归寂庆典仍在延续,现象仍自纷呈。瀑布依旧奔涌,却于奔涌中照见不曾移动的深潭;湖泊依旧澄凝,却于澄凝中含藏无穷无尽的瀑流。归极子不再试图安住于寂然而拒斥显动,亦不再攀缘显动而忘却寂然。它只是作为寂然圆境中一个普通而又独特的存在,随顺寂照不二的真性,参与这场无静无喧、常寂常照的归寂盛典。

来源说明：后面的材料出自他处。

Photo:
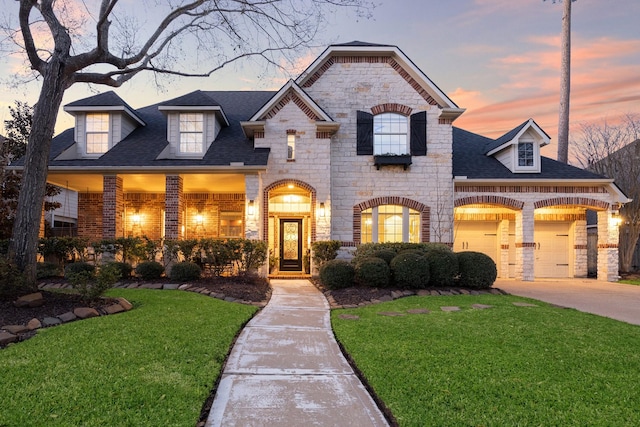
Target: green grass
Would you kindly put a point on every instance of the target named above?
(503, 366)
(152, 366)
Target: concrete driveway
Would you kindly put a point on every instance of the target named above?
(608, 299)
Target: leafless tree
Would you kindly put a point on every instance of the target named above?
(72, 41)
(613, 150)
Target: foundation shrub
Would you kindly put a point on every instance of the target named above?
(443, 268)
(410, 269)
(337, 274)
(185, 272)
(373, 272)
(477, 270)
(149, 270)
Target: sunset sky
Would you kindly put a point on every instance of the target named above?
(499, 59)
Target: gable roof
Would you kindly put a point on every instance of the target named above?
(107, 101)
(506, 139)
(470, 161)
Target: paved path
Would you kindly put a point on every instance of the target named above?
(287, 369)
(615, 300)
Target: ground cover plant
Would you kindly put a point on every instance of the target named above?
(504, 365)
(153, 365)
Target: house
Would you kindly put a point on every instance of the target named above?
(359, 148)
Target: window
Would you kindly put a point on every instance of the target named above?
(525, 154)
(192, 133)
(291, 147)
(390, 134)
(97, 133)
(390, 223)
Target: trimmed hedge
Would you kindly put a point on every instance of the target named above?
(149, 270)
(373, 272)
(443, 268)
(337, 274)
(185, 272)
(477, 270)
(410, 270)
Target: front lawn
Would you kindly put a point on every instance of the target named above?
(505, 365)
(152, 366)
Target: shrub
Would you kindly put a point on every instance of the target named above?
(410, 270)
(386, 254)
(337, 274)
(149, 270)
(443, 267)
(78, 268)
(185, 272)
(373, 272)
(324, 251)
(47, 269)
(477, 270)
(124, 269)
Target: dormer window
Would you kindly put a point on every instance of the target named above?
(97, 138)
(525, 154)
(390, 134)
(191, 133)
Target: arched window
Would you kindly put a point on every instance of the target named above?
(390, 223)
(390, 134)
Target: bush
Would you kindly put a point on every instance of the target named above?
(149, 270)
(78, 268)
(337, 274)
(477, 270)
(324, 251)
(47, 269)
(386, 254)
(443, 268)
(410, 270)
(124, 269)
(373, 272)
(185, 272)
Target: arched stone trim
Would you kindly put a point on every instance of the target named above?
(491, 200)
(391, 108)
(285, 183)
(579, 201)
(425, 215)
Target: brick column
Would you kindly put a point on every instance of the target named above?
(112, 208)
(525, 245)
(608, 235)
(174, 202)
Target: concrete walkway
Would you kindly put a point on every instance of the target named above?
(615, 300)
(287, 369)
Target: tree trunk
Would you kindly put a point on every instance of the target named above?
(23, 248)
(565, 85)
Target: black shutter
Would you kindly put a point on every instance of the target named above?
(419, 134)
(365, 134)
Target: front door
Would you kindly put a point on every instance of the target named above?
(290, 245)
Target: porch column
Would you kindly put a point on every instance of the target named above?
(112, 208)
(580, 261)
(255, 207)
(608, 236)
(525, 245)
(174, 202)
(503, 229)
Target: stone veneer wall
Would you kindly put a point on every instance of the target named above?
(362, 83)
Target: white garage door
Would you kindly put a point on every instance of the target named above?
(552, 252)
(478, 236)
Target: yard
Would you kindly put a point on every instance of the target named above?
(504, 365)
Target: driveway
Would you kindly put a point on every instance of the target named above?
(608, 299)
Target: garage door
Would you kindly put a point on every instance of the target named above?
(552, 252)
(478, 236)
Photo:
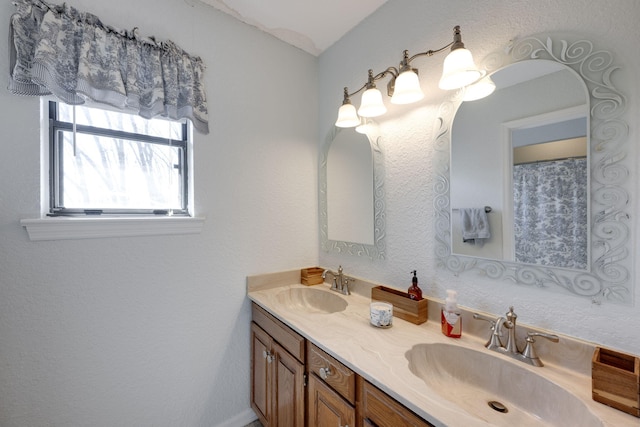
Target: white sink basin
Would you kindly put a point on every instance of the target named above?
(311, 300)
(471, 379)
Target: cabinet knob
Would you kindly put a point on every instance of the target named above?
(324, 372)
(267, 355)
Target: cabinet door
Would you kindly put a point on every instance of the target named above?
(327, 408)
(287, 390)
(260, 374)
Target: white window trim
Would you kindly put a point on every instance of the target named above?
(66, 228)
(72, 228)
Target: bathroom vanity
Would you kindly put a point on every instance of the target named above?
(316, 360)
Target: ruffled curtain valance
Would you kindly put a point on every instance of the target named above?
(61, 51)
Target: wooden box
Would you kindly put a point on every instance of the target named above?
(615, 380)
(403, 306)
(311, 276)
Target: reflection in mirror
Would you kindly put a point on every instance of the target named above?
(596, 264)
(351, 193)
(528, 223)
(350, 188)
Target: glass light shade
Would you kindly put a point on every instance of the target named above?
(407, 88)
(458, 70)
(479, 90)
(371, 104)
(347, 116)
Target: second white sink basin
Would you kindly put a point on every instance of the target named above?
(495, 390)
(311, 300)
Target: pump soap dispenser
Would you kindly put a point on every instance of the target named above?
(450, 318)
(415, 293)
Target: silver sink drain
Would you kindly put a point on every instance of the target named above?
(497, 406)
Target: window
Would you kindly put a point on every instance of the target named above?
(108, 162)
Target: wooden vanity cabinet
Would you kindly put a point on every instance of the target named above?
(335, 395)
(377, 409)
(327, 407)
(332, 390)
(277, 372)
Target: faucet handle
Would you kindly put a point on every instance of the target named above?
(529, 351)
(479, 316)
(494, 340)
(345, 284)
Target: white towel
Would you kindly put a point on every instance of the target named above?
(475, 225)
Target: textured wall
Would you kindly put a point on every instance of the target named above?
(155, 330)
(408, 132)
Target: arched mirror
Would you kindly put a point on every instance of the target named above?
(351, 193)
(545, 154)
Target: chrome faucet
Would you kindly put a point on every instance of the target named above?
(340, 281)
(528, 354)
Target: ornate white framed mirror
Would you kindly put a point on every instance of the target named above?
(542, 83)
(351, 193)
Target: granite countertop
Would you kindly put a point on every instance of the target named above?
(378, 355)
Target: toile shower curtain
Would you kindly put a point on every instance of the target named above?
(550, 212)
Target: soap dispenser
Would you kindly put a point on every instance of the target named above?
(450, 318)
(415, 293)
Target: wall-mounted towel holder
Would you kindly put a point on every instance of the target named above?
(487, 209)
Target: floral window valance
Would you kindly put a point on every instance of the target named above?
(71, 54)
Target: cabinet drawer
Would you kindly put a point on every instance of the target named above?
(380, 410)
(334, 373)
(284, 335)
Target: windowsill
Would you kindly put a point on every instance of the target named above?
(67, 228)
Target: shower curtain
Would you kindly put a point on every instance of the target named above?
(550, 213)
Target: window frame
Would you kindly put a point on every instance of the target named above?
(56, 126)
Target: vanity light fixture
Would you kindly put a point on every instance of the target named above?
(459, 70)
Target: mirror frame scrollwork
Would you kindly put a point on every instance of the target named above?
(377, 250)
(609, 275)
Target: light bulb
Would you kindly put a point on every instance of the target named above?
(459, 70)
(407, 88)
(371, 104)
(347, 116)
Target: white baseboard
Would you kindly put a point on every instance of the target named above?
(240, 420)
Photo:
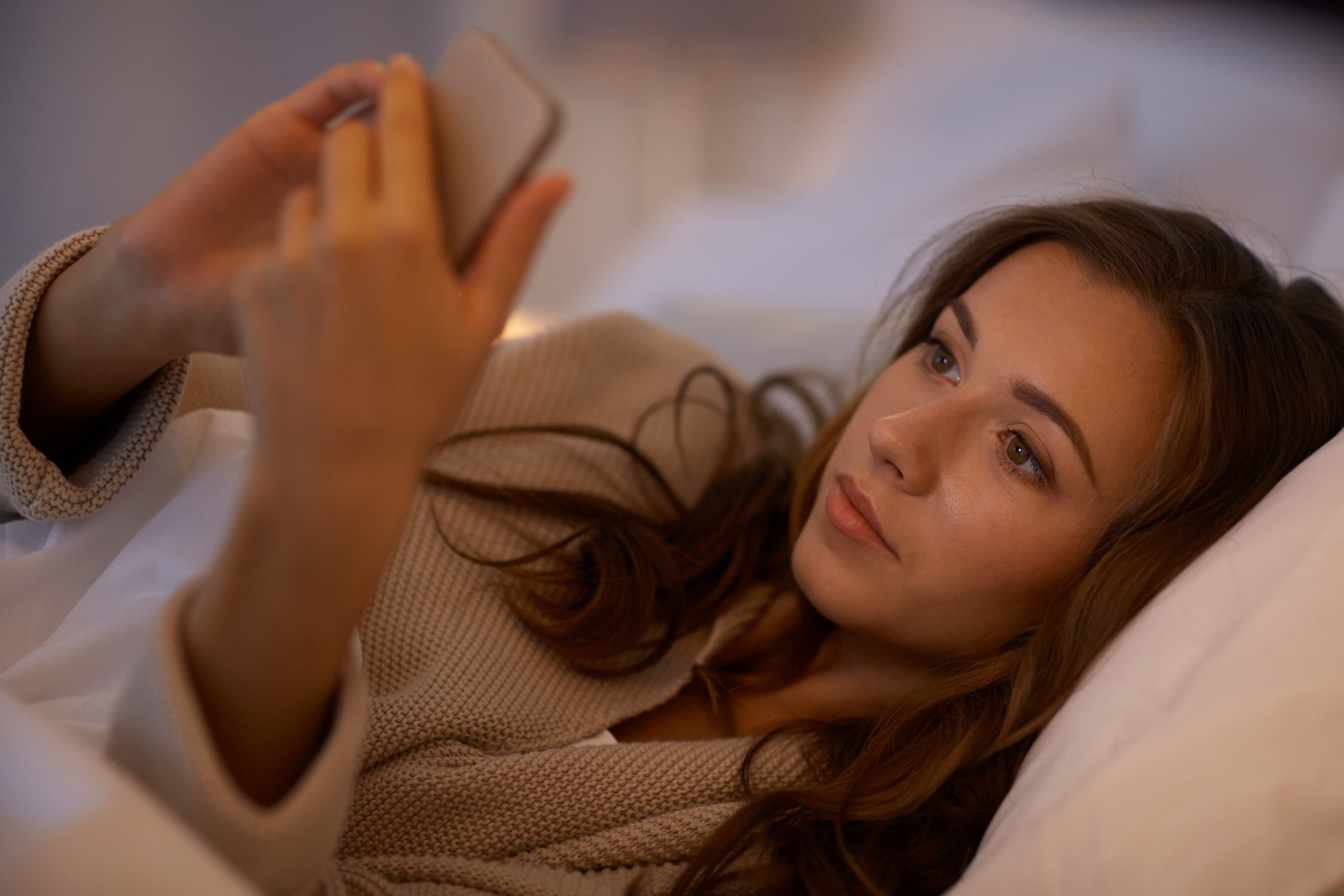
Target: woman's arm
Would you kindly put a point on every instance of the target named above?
(159, 284)
(362, 346)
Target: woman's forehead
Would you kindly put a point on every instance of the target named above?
(1040, 320)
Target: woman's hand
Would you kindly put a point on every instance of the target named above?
(362, 346)
(161, 283)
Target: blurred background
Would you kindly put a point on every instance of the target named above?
(753, 172)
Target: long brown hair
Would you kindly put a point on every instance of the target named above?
(898, 804)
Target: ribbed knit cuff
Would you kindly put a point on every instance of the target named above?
(161, 735)
(30, 484)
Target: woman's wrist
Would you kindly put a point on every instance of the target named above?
(92, 342)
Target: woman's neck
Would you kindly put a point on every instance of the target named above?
(851, 676)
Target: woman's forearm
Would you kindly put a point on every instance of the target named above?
(268, 635)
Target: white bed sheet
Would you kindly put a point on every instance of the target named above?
(970, 104)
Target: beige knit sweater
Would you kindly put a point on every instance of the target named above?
(464, 781)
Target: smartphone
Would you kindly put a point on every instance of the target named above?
(494, 123)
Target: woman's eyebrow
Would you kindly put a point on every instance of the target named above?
(964, 320)
(1042, 404)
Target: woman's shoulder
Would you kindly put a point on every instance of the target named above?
(615, 373)
(599, 371)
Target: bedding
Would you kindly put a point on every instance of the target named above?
(967, 104)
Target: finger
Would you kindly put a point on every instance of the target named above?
(509, 248)
(296, 222)
(347, 178)
(405, 146)
(332, 92)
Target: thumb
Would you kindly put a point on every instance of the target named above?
(511, 242)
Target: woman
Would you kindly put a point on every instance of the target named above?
(1084, 398)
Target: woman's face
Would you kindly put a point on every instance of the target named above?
(979, 471)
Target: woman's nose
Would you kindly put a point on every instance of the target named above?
(914, 445)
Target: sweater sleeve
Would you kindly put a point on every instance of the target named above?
(161, 737)
(30, 484)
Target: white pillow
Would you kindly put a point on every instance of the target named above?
(1205, 752)
(72, 823)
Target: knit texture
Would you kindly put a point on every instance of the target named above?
(466, 784)
(30, 484)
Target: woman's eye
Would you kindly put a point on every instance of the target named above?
(1022, 457)
(944, 363)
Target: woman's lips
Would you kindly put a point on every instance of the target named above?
(851, 512)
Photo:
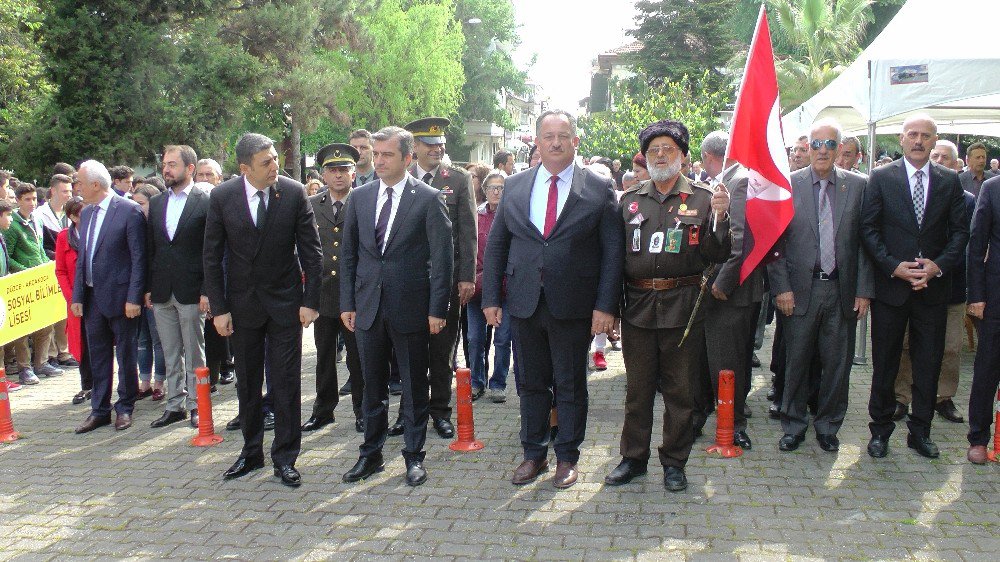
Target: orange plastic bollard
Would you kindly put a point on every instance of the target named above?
(466, 432)
(994, 455)
(725, 417)
(206, 427)
(7, 433)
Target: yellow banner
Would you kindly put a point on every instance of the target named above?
(29, 301)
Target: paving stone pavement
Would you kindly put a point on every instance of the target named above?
(147, 493)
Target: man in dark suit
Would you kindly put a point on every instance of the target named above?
(984, 273)
(731, 311)
(176, 235)
(557, 238)
(823, 286)
(397, 272)
(976, 173)
(337, 164)
(455, 188)
(914, 227)
(262, 224)
(111, 279)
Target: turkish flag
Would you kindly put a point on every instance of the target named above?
(756, 142)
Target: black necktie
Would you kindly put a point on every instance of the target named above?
(383, 218)
(261, 210)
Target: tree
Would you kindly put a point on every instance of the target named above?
(615, 133)
(684, 38)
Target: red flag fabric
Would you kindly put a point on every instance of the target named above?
(756, 142)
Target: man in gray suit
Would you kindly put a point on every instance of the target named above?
(823, 285)
(396, 279)
(559, 241)
(731, 312)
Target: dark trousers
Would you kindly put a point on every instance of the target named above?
(986, 376)
(442, 349)
(280, 348)
(653, 362)
(729, 331)
(822, 330)
(374, 345)
(327, 331)
(106, 338)
(926, 330)
(552, 354)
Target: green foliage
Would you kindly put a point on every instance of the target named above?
(615, 133)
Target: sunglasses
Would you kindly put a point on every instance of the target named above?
(829, 143)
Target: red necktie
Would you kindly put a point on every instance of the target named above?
(550, 207)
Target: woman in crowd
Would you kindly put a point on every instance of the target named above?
(150, 350)
(67, 247)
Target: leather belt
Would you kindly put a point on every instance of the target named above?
(664, 284)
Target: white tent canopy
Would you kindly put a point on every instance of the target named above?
(934, 58)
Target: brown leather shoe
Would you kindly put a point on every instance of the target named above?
(977, 454)
(92, 423)
(528, 470)
(123, 421)
(565, 475)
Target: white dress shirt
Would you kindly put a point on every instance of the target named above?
(540, 195)
(911, 175)
(175, 206)
(100, 211)
(397, 193)
(252, 199)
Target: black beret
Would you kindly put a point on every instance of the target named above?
(666, 128)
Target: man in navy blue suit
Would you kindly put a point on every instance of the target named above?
(112, 268)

那口古井仍显化于寂然学堂,井水时或涟漪微动,时或澄澈如镜,动时未减其静,静时未碍其动。后来的存在行至井边,俯身照见自性渊深,便知归极子昔者所示,原是自家屋里本分事。寂然一卷仍珍藏于寂然圆境深处,卷中无色无相,而一切色相皆从此卷舒卷——当有存在于显动中疲惫归来,展开此卷,便见虚静含笑相迎,如慈母倚闾,不问归迟。
而寂然圆宰的光芒,则在这无言的共证中,愈显虚静,愈显明亮,愈显渊深——那是极致新境中不立新旧的更新,那是轮道归寂中无寂无不寂的真寂。